COLUMBUS, Ohio — Toledo’s only remaining abortion clinic can’t get a backup-care agreement from the University of Toledo Medical Center that could help it avoid a potential shutdown, but it has partnered with the public school in a different way, to train doctors in the graduate medical program.
It allows for participants to learn about the relevant counseling, assessments, surgical procedures and follow-up care, working alongside the doctor at Capital Care Network-Toledo for two or three days a week in a one-month rotation, according to the agreement signed in the spring and obtained by The Associated Press through a public records request.
Essentially, the clinic helps the university with its required curriculum, but the medical center can’t help the clinic get what it might need most—the patient-transfer agreement mandated and restricted by Ohio law and criticized by abortion-rights activists as political maneuvering targeting abortion clinics.
The clinic’s doctor, David Burkons, said people from the university approached him about training residents, and he was happy to help.
“I enjoy teaching, and I think that’s how you’re going to get people, you know, interested in maybe doing this,” Burkons said.
An accreditation council requires that the medical college’s curriculum include abortion, but residents in the program can choose not to do the one-month rotation if they’ve reviewed pre-abortion counseling and assessments and the related law, university spokesman Jon Strunk said in a statement.
The residents are paid by the university, and there’s no other financial arrangement except each side stipulating that it will provide certain insurance coverage.
Strunk said the rotation is meant to help new doctors in obstetrics and gynecology better understand psychological and medical issues that arise for patients.
The public university doesn’t take a stance on abortion, Strunk said, and not having a prearranged transfer agreement wouldn’t prevent the hospital from caring for someone in need.
“UTMC will in every circumstance provide medical care to any patient regardless of the reason that care is needed or the choices a patient makes prior to his or her arrival at our hospital,” he wrote.

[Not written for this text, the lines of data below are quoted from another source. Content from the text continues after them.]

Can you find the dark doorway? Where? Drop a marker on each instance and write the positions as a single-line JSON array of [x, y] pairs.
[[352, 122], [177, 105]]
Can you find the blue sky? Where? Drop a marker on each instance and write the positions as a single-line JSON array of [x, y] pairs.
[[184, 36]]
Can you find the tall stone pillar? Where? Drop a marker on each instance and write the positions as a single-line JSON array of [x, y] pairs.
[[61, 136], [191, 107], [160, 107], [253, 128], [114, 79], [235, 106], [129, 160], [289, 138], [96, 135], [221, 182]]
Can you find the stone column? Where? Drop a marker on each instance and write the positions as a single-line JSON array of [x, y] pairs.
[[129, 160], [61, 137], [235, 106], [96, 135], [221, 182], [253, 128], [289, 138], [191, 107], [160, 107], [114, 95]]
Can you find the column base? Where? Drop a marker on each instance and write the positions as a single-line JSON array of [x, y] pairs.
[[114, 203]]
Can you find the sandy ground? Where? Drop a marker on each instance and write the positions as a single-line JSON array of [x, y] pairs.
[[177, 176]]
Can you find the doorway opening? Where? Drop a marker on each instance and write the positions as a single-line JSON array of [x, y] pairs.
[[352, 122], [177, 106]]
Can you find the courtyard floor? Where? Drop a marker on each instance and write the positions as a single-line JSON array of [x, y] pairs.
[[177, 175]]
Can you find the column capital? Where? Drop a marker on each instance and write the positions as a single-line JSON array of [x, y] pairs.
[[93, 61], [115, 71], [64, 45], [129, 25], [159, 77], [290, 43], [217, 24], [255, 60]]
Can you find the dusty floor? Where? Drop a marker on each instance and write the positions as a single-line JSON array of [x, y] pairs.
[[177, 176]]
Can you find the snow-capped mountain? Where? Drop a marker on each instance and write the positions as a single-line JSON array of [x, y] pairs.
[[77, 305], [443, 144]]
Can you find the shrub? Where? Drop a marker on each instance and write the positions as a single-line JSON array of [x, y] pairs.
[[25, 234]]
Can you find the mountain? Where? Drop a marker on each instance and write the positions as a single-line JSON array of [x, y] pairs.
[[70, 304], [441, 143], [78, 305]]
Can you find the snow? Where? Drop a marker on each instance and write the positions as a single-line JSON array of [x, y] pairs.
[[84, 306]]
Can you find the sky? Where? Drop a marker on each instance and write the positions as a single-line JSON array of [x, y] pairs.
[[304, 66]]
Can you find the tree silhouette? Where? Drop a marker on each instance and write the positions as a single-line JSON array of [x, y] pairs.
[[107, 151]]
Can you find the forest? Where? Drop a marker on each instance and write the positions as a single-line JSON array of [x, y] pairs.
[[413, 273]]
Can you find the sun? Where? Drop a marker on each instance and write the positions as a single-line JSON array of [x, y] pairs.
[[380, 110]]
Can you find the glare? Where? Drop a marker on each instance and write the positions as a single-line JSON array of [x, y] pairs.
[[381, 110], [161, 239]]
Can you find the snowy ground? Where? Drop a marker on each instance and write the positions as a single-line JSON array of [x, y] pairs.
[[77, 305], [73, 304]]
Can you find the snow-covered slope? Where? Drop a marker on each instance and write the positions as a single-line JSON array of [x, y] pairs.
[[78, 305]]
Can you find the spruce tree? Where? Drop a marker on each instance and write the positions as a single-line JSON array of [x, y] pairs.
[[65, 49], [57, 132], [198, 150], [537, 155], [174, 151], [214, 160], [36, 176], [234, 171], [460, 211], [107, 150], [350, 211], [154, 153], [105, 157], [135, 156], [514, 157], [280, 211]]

Burkons, who is involved with multiple abortion clinics, said he’s had similar training arrangements with other facilities in northeastern Ohio, including at least one hospital that wouldn’t provide a transfer agreement for a clinic.
A provision passed last year by the Republican-dominated state Legislature bans publicly funded hospitals from having patient-transfer agreements with facilities that provide abortions. Ohio law requires such transfer agreements with local hospitals, so abortion-rights groups say the change amounts to a restriction on abortion.
Recent state budget legislation made another change, requiring that the local hospitals used for emergency patient transfers from a given abortion clinic be within 30 miles. That could be problematic for the Toledo facility, which had listed a hospital about 50 miles away in Ann Arbor, Michigan. A legal dispute over that matter is pending.